What Damages Are Recoverable in a Scottsdale Truck Accident?
Economic Damages
Economic damages cover your actual and projected financial losses. Truck accident injuries are among the most severe in personal injury practice, and the economic damages in these cases reflect that. They typically include:
- Emergency and ongoing medical expenses, including trauma surgery, intensive care, rehabilitation, and specialist care
- Future medical costs, including projected surgeries, physical therapy, adaptive devices, and long-term care
- Lost wages from the period you could not work following the crash
- Reduced earning capacity if the injuries permanently affect your ability to work or advance in your career
- Out-of-pocket costs including transportation to appointments and in-home care assistance
For victims who sustain brain injuries or spinal cord injuries, projected lifetime care costs must be established through qualified medical and economic analysis before any case is closed.
Non-Economic Damages
Non-economic damages cover harm that is real but not captured on a bill or invoice. These include:
- Physical pain and suffering, past and ongoing
- Emotional distress and psychological trauma
- Loss of enjoyment of life when injuries prevent previously valued activities
- Disfigurement and permanent physical changes
- Loss of consortium for spouses and close family members
Punitive Damages
Arizona courts may award punitive damages when the at-fault party’s conduct was intentional, reckless, or malicious. In trucking cases, this standard is most commonly met when a carrier allowed a fatigued or impaired driver to operate, repeatedly violated hours-of-service rules, concealed required records, or retained a driver with a documented pattern of dangerous conduct.
What Steps Should I Take After a Truck Accident in Scottsdale?
1. Get emergency medical care immediately. Injuries from large truck collisions are frequently severe, and some don’t present obviously in the first hours. Get to an emergency room. Document every complaint, every symptom, every instruction the medical staff gives you.
2. Call the police and confirm a report is filed. A law enforcement response creates an official record. Get the report number, officer’s name, and incident date. These details matter when you request the full report later.
3. Photograph the scene thoroughly. Truck position, vehicle damage, road markings, skid marks, cargo spill, weather and lighting conditions, visible injuries. If you can’t photograph the scene yourself, ask someone at the scene to do it immediately.
4. Get witness information. Name and phone number for anyone who observed the crash. Witnesses become much harder to locate within days, and their accounts can be decisive.
5. Do not speak with the carrier’s insurance company. Their adjuster’s job is to protect the carrier. You have no obligation to give a recorded statement to the adverse insurer. Do not discuss the crash, your injuries, or your treatment with anyone from the trucking company or its insurance carrier before you have legal representation.

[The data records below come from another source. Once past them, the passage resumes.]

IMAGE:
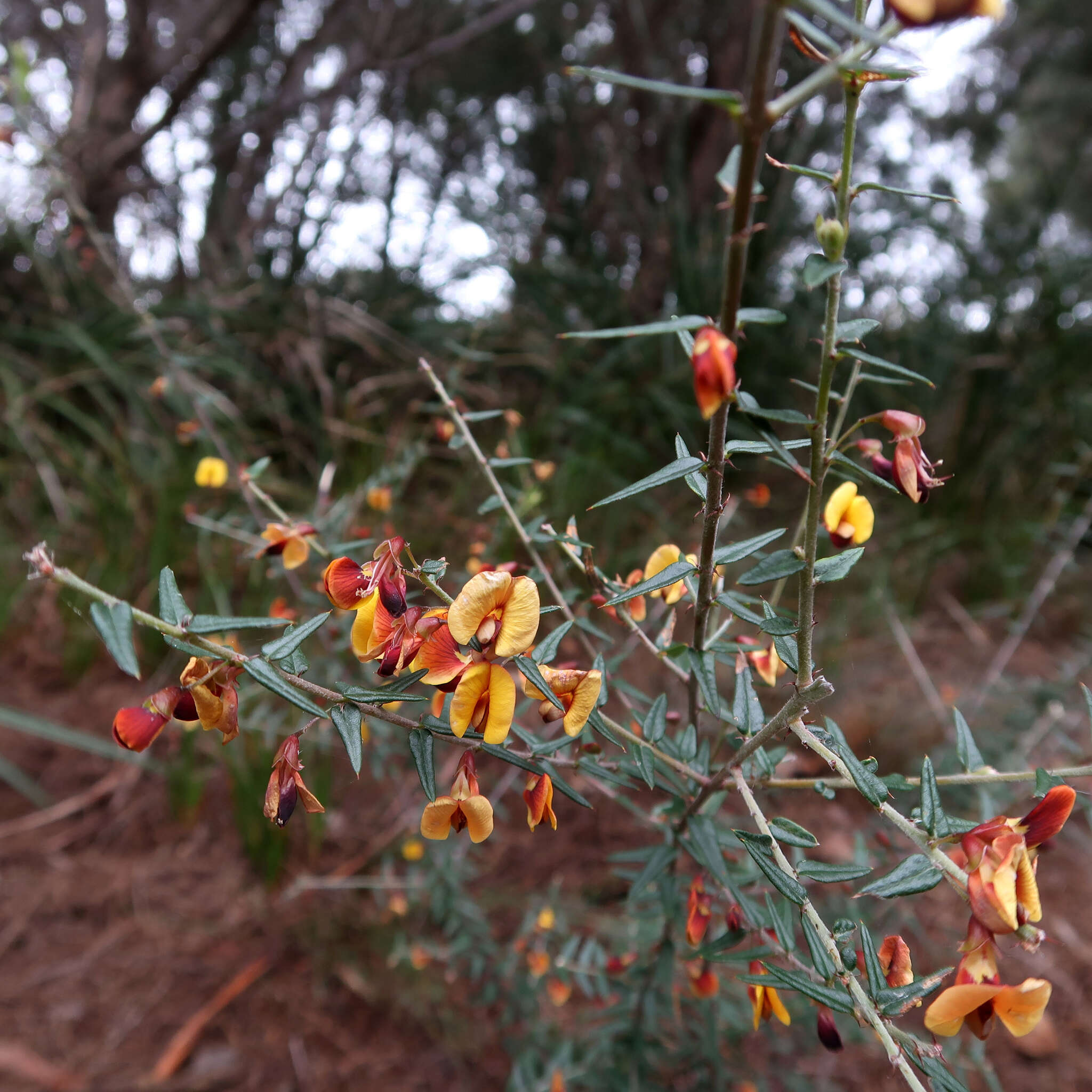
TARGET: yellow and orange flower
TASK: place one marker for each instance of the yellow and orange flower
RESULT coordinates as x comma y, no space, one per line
577,690
765,999
713,360
288,541
465,808
698,912
539,797
214,688
499,609
286,785
848,517
659,560
979,995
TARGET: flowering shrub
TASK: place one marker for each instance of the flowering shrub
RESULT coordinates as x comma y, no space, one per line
721,921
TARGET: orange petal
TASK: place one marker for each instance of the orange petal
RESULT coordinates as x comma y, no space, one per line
479,813
474,683
520,620
947,1014
436,818
481,597
1020,1008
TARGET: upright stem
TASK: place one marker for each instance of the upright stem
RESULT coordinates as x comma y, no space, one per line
755,125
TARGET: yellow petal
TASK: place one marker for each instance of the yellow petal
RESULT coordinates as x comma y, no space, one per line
1020,1008
362,626
838,505
946,1015
861,515
479,813
502,706
436,818
474,683
481,596
583,702
520,620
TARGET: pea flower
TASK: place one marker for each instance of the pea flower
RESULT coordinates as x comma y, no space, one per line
465,808
288,541
979,995
286,785
211,473
699,909
765,999
577,690
659,560
713,360
502,611
539,797
848,517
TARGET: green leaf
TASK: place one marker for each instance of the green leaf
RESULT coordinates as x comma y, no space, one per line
933,813
736,552
821,958
667,327
348,722
829,569
266,674
760,316
779,565
758,847
730,100
900,191
818,269
115,625
547,649
825,873
696,482
221,624
421,748
970,757
293,638
912,876
668,577
530,672
659,861
703,668
655,720
875,362
670,473
791,833
173,607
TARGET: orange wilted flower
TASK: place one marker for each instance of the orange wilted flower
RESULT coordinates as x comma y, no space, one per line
698,911
765,999
499,609
464,808
288,541
137,727
286,785
214,689
999,856
929,12
659,560
849,518
577,690
895,962
713,359
977,995
539,797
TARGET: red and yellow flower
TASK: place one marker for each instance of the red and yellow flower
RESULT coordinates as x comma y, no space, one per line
577,690
713,360
286,785
539,797
464,808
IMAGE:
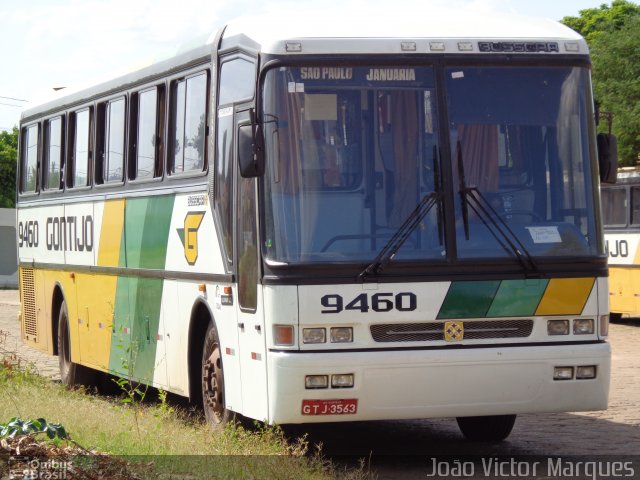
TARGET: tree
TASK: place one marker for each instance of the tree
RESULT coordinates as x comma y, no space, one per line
594,21
616,66
8,167
613,35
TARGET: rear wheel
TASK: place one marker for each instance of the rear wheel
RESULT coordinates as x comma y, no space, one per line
488,429
213,400
71,373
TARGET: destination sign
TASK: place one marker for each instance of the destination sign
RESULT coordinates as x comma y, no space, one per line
405,76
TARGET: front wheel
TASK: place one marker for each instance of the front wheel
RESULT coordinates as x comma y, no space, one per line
213,400
493,428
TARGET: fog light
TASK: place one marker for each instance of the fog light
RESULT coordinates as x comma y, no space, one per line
283,335
558,327
314,335
583,326
604,325
316,381
341,335
343,380
563,373
586,371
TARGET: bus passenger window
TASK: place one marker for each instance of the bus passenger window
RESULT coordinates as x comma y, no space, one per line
188,124
237,81
53,154
147,139
614,206
114,158
29,164
79,172
635,205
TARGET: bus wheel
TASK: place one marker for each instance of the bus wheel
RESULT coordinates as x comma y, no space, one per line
71,373
488,429
213,380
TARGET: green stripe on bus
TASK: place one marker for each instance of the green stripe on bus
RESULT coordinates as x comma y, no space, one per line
517,298
147,222
468,299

6. Preserve your vehicle. Do not have your vehicle repaired or sent to salvage before your attorney’s investigation team can inspect it. The damage pattern on your car tells a story about the force of the impact and the direction of travel.
7. Request a copy of the police report. In Arizona, you can request the crash report directly through the responding agency. Review it for factual errors, which your attorney can work to correct through official channels.

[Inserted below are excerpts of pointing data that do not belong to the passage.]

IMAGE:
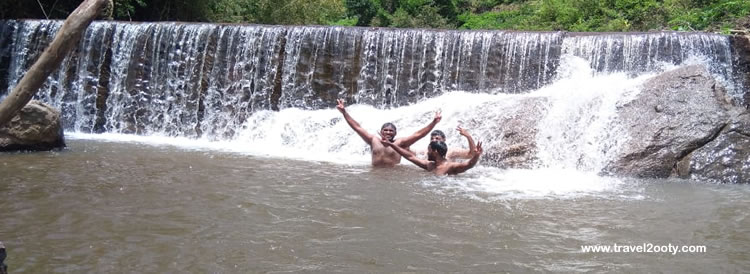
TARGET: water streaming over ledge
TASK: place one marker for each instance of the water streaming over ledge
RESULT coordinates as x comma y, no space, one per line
274,87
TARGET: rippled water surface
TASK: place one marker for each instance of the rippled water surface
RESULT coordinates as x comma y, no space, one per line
102,206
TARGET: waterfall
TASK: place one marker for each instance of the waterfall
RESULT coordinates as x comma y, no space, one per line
272,89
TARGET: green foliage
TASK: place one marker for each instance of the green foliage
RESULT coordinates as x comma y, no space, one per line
364,10
569,15
124,8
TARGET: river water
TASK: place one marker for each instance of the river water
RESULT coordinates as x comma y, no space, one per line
106,204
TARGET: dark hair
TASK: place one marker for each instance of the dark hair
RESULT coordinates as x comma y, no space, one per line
388,125
438,133
440,146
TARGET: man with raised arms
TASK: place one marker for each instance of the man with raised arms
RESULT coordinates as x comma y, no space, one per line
437,151
385,156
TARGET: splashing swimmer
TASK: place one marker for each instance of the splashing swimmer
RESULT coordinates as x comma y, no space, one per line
452,154
436,152
382,155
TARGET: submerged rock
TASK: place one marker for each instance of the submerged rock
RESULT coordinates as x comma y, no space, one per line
514,123
684,124
725,159
675,113
36,127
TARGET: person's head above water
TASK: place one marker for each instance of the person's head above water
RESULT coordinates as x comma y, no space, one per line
438,146
437,135
388,131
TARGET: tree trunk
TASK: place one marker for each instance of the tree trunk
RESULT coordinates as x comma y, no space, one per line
70,33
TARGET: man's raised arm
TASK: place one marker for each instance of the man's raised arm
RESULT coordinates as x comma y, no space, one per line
355,126
462,153
409,140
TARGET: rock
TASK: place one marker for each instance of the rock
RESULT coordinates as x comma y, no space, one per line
36,127
513,132
693,109
726,159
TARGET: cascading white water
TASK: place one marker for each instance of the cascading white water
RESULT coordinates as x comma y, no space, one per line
214,86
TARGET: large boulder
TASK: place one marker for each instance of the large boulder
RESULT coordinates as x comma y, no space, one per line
512,127
675,113
725,159
36,127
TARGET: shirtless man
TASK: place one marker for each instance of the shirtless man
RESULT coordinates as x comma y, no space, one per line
385,156
437,150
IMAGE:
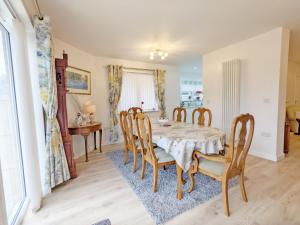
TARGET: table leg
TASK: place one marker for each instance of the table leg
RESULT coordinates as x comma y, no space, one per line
100,139
95,141
85,145
179,182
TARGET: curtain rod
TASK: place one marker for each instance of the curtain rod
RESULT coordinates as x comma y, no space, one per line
133,68
37,6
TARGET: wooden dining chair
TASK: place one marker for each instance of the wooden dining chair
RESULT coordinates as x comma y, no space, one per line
157,157
177,112
134,111
222,168
130,142
202,120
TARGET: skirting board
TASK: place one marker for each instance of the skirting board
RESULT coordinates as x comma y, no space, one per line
267,156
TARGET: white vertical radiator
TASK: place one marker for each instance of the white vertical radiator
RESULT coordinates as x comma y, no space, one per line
231,93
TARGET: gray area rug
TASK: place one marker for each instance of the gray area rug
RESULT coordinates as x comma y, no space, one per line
163,205
103,222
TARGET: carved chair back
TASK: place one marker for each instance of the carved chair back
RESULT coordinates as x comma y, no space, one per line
177,112
127,129
242,129
202,120
144,130
134,111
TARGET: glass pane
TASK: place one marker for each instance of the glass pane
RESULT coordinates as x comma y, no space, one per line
10,152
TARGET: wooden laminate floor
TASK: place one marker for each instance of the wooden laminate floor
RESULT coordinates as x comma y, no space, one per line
100,192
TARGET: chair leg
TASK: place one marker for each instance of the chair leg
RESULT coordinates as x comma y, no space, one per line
192,179
143,167
155,174
242,186
125,156
225,196
135,154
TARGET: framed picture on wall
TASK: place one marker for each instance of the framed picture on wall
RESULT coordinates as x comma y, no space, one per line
78,81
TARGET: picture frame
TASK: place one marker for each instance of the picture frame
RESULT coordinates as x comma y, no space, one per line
78,81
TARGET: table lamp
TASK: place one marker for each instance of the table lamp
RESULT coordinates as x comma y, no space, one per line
90,110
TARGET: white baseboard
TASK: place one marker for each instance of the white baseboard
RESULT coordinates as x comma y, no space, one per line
267,156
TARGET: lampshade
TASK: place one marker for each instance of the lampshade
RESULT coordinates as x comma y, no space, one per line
89,109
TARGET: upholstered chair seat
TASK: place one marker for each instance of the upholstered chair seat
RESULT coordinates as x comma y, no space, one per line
232,163
162,156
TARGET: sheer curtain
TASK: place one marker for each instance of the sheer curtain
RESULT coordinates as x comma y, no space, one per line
138,87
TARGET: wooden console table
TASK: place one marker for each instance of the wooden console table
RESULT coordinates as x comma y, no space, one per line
85,131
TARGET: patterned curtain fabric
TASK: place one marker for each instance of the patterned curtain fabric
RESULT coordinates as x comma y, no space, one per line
159,80
115,74
57,170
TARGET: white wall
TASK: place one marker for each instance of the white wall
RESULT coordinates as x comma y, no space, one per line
293,83
263,78
98,68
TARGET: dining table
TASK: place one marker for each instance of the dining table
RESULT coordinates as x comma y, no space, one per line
180,140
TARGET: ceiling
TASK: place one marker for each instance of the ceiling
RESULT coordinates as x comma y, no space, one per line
130,29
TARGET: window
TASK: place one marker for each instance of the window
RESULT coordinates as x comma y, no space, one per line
11,167
138,87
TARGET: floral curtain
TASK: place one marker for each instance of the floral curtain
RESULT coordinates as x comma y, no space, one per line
115,74
159,81
56,164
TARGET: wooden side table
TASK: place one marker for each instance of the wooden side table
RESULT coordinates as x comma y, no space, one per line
85,132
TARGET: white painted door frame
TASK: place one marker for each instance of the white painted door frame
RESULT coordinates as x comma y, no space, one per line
3,214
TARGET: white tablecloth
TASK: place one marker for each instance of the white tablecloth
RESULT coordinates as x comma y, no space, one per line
181,139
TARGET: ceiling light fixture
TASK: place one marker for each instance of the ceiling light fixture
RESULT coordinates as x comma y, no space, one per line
158,52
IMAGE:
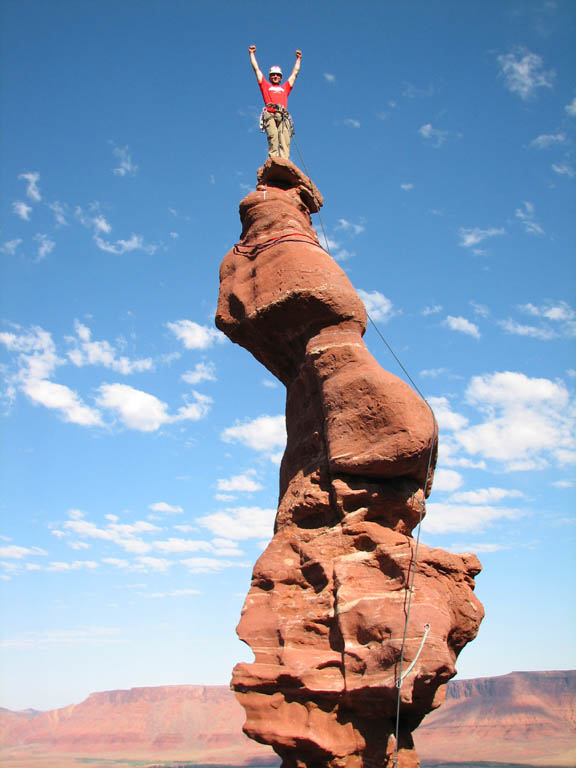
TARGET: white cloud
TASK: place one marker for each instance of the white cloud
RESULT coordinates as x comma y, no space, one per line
447,480
480,309
333,247
470,237
84,636
97,222
22,210
378,306
433,373
165,509
464,518
145,412
435,136
241,523
462,325
14,552
202,372
449,455
135,243
556,320
76,565
210,565
478,547
195,336
486,495
127,536
127,166
432,310
564,170
521,329
523,73
45,245
88,352
241,483
63,399
263,433
527,421
526,216
60,213
32,190
173,545
224,496
349,226
546,140
152,564
173,593
11,246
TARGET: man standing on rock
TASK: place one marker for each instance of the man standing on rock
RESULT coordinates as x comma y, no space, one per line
276,120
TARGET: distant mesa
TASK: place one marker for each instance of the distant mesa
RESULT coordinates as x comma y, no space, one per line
525,718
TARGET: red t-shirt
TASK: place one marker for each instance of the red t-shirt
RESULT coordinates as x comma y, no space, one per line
275,94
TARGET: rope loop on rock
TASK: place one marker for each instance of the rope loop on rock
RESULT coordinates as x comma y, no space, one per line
251,250
415,659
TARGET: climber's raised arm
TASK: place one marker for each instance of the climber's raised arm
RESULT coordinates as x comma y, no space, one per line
296,69
255,67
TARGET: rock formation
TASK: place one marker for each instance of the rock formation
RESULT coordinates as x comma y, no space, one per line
326,611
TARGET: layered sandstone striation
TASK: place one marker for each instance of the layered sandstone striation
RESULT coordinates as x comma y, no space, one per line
326,611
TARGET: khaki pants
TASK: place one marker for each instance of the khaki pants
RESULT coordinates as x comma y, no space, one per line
278,134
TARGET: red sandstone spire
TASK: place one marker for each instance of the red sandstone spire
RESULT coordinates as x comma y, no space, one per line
326,611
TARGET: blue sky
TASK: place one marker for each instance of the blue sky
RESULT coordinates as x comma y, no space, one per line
141,448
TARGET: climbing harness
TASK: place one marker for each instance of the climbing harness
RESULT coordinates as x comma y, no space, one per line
400,675
285,117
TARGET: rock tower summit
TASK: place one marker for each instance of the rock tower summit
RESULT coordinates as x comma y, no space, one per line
326,611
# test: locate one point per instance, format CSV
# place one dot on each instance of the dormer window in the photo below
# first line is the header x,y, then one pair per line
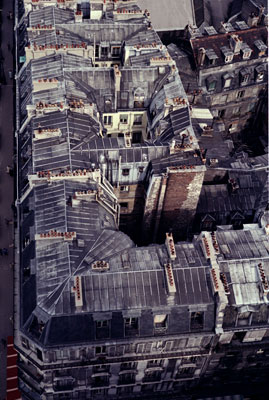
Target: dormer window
x,y
246,51
211,83
227,80
139,98
211,56
259,73
244,76
261,47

8. Keep a detailed symptom journal. Daily notes on your pain, functional limitations, sleep disruption, and emotional state provide documentation that medical records alone don’t capture. Non-economic damages require this kind of sustained record.
9. Follow your treatment plan without gaps. Missed appointments and unexplained gaps in care are among the most common arguments insurers use to minimize the severity of injuries. Attend every scheduled visit and follow your doctor’s instructions.
10. Contact a Scottsdale truck accident attorney early. Timing matters in commercial vehicle cases. Evidence disappears fast, and the claims that can be built depend heavily on what’s preserved in the first days after the crash.
Truck Accident Statistics in Scottsdale, AZ
According to FMCSA Large Truck and Bus Crash Facts, fatal crashes involving large trucks have trended upward nationally. The fatality pattern is consistent: when someone dies in a large truck collision, it is overwhelmingly the occupant of the smaller vehicle, not the truck driver.
NHTSA large truck safety data shows that passenger vehicle occupants account for roughly 68% of all deaths in two-vehicle crashes involving a large truck. The physics of these collisions are simply not survivable in the way that crashes between two passenger vehicles sometimes are.
In Arizona, the Interstate 10 corridor, the Loop 101 through Scottsdale and the East Valley, State Route 51, and Pima Road all see substantial commercial truck traffic. Scottsdale sits at the intersection of major distribution routes serving the greater Phoenix metro area, which means significant freight movement through and around the city at all hours. The AZDOT crash records system tracks these collisions, but the underlying story in many of them is the same: inadequate following distance, driver fatigue, speeding, and failure to properly account for stopping distances that are dramatically longer for loaded commercial vehicles than for passenger cars.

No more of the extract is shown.